3167 sayılı eski Çek Kanunu ve 5941 sayılı yeni Çek Kanunu’na göre Çek Düzenleme ve Çek Hesabı Açma Yasağının Kaldırılması / Kanunların Zaman Bakımından Uygulanması & Sanığın Lehine Olan Kanun Hükmünün Tespiti

Çek, hukuki niteliği bakımından kanunen emre yazılı kambiyo senedi olması sebebiyle güvenilir bir ödeme aracıdır. Bu niteliği gereği piyasada çokça kullanılmaktadır.


Anayasa m.167: Devletin; para, kredi, sermaye, mal ve hizmet piyasalarının sağlıklı ve düzenli işlemelerini sağlayıcı ve geliştirici tedbirleri alması; piyasalarda fiili veya anlaşma sonucu doğacak tekelleşme ve kartelleşmeyi önleyici düzenlemeleri gerçekleştirmesini amir kılmıştır.
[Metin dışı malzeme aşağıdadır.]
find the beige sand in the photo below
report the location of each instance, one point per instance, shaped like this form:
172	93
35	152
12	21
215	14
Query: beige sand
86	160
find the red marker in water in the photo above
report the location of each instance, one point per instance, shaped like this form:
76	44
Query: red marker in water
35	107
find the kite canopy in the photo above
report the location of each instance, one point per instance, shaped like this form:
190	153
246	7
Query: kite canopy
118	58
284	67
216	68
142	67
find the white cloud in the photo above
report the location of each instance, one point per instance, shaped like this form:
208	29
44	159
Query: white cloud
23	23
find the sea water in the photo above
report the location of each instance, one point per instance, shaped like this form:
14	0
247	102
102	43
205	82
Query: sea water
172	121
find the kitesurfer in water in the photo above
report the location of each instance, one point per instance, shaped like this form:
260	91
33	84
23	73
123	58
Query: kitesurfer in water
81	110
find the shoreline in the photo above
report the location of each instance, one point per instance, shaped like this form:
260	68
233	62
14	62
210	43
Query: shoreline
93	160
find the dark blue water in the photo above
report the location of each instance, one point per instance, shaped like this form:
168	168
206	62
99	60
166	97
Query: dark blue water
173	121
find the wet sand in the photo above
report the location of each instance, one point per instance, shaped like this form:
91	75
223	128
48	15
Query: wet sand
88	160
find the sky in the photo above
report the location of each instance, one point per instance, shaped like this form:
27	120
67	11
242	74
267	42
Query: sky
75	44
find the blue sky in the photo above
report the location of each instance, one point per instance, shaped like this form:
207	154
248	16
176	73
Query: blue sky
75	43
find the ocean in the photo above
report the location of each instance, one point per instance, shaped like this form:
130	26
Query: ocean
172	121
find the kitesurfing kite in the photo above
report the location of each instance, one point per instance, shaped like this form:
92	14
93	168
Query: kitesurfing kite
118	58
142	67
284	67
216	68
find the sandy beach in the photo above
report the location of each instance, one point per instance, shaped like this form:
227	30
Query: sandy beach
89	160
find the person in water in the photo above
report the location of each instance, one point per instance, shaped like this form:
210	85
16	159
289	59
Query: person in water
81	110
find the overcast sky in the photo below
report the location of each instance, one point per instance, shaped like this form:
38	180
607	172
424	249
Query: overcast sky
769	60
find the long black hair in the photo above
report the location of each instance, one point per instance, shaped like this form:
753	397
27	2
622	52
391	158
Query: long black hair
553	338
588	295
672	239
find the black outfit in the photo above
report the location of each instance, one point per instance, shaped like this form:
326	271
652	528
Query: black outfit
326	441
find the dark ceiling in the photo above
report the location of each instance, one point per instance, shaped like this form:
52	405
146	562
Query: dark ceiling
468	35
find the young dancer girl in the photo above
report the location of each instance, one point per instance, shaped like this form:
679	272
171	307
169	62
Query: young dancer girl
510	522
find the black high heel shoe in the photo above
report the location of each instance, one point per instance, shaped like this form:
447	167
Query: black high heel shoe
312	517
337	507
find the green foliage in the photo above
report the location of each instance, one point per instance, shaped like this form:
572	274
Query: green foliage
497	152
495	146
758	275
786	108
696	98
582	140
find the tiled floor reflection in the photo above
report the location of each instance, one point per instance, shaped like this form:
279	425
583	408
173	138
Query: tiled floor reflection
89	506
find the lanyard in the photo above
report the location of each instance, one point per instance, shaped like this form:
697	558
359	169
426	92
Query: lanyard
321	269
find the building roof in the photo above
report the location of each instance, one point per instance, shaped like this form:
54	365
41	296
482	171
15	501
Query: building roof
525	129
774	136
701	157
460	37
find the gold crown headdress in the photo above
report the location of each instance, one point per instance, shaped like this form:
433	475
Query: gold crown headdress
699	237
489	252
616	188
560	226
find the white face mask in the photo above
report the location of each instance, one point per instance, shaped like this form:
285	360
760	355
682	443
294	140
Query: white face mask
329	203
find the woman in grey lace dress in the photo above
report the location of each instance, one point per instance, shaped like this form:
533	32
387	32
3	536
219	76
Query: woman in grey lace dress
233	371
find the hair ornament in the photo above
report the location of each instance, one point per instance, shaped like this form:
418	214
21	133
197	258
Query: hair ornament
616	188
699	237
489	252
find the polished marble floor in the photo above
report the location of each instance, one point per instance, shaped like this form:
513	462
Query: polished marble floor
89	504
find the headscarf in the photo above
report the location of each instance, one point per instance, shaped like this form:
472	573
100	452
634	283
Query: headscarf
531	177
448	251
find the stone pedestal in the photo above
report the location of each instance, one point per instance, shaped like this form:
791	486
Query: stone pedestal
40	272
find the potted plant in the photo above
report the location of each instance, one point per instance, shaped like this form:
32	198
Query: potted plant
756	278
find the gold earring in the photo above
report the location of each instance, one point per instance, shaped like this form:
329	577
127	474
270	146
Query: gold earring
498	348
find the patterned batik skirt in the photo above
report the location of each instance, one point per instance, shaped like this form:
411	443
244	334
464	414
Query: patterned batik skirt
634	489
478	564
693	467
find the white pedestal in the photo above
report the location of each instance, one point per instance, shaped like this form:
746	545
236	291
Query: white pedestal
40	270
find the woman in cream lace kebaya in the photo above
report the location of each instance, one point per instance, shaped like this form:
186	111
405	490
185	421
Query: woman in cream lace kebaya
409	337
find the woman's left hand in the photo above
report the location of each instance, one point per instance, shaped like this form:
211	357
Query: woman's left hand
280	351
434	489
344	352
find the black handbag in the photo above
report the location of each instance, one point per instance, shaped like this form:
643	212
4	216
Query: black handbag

Çekte vadenin olmaması ve görüldüğünde ödenmesi, karşılıksız çıkması durumunda ticari hayatı olumsuz etkilemektedir. Bu nedenlerle yasa koyucunun Çek Kanunu’na zaman zaman değişiklikler getirdiği görülmektedir. Belirtmek gerekirse hukuk sistemimizde en sık değişiklik yapılan kanunlardan biri de Çek Kanunu’dur.


Bu yazımızda karşılıksız çeke bağlanan hukuki, cezai ve idari yaptırımlar ile bu yaptırımların zaman içerindeki değişikliklerini ve bu değişikliklerin zamana göre uygulanabilirliğini inceleyeceğiz.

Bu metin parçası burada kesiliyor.